Possible Paper Themes based on the Films

1. According to the films, what has been the impact of the Columbian legacy in North America? Critically assess the way the films present this impact.

2. How have native and non-native Americans differed in their perceptions of nature?

3. How have people in Native American, European, and African cultures related to animals and plants?

4. Can or should a balance between humans and nature be restored?

5. What spiritual themes and meanings do you find in the films?

6. Do men and women have different or special ways of knowing nature?

7. How are differing ways of life of Native African, and European portrayed in the films?

8. How are environmental values conveyed through the medium of film and video? What can or cannot be transmitted through this medium?

9. What kinds of assumptions about society, people, and nature underlie the stories portrayed in the films?

10. Can we enter into and absorb native peoples' values in trying to resolve environmental problems?

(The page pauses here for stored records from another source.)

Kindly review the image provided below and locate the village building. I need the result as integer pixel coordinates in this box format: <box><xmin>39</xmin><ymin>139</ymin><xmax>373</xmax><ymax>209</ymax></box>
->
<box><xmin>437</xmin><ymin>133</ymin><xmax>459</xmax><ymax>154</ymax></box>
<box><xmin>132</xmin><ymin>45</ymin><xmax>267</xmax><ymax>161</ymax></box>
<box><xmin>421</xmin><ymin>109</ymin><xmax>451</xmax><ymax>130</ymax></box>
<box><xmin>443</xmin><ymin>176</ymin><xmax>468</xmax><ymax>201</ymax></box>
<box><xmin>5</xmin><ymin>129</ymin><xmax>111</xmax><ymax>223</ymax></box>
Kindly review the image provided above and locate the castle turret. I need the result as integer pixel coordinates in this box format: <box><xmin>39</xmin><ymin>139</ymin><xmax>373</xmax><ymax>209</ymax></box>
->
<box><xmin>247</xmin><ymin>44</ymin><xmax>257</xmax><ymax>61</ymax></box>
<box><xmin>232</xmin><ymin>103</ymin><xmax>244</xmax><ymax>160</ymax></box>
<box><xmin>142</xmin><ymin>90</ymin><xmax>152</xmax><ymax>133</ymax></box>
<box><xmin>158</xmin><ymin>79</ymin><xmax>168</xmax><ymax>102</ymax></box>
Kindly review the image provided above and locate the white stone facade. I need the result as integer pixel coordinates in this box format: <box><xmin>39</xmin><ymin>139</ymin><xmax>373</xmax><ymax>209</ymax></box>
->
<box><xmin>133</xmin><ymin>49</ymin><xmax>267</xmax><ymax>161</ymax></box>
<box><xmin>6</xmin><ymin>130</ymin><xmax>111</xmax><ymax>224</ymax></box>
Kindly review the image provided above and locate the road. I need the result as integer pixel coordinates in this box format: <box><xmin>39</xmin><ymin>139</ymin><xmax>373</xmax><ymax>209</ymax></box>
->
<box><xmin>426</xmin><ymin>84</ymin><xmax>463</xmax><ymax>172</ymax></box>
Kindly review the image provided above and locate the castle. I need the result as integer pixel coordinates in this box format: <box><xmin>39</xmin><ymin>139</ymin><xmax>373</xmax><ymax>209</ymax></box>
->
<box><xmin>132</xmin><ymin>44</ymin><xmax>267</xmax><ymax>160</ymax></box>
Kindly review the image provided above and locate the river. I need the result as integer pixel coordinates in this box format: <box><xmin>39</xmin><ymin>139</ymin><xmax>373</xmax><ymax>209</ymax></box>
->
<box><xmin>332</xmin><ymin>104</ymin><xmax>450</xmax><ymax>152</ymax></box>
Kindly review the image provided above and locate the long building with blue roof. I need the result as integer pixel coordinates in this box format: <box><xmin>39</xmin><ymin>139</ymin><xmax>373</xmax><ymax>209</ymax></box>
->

11. How is history portrayed through film and video? What techniques are successful? Unsuccessful? Why? What methods would you use to improve the films?

12. What are your own emotional and critical responses to the films? What is it about the images that brought out your responses? Are they compelling? Why or why not?

13. Put yourself in the shoes of a film-maker. Use the films to reflect on how you would communicate your own ideas and values about nature, Native, African, and European Americans through film? What kinds of images would you use? Would you include interviews, narratives, poetry, music?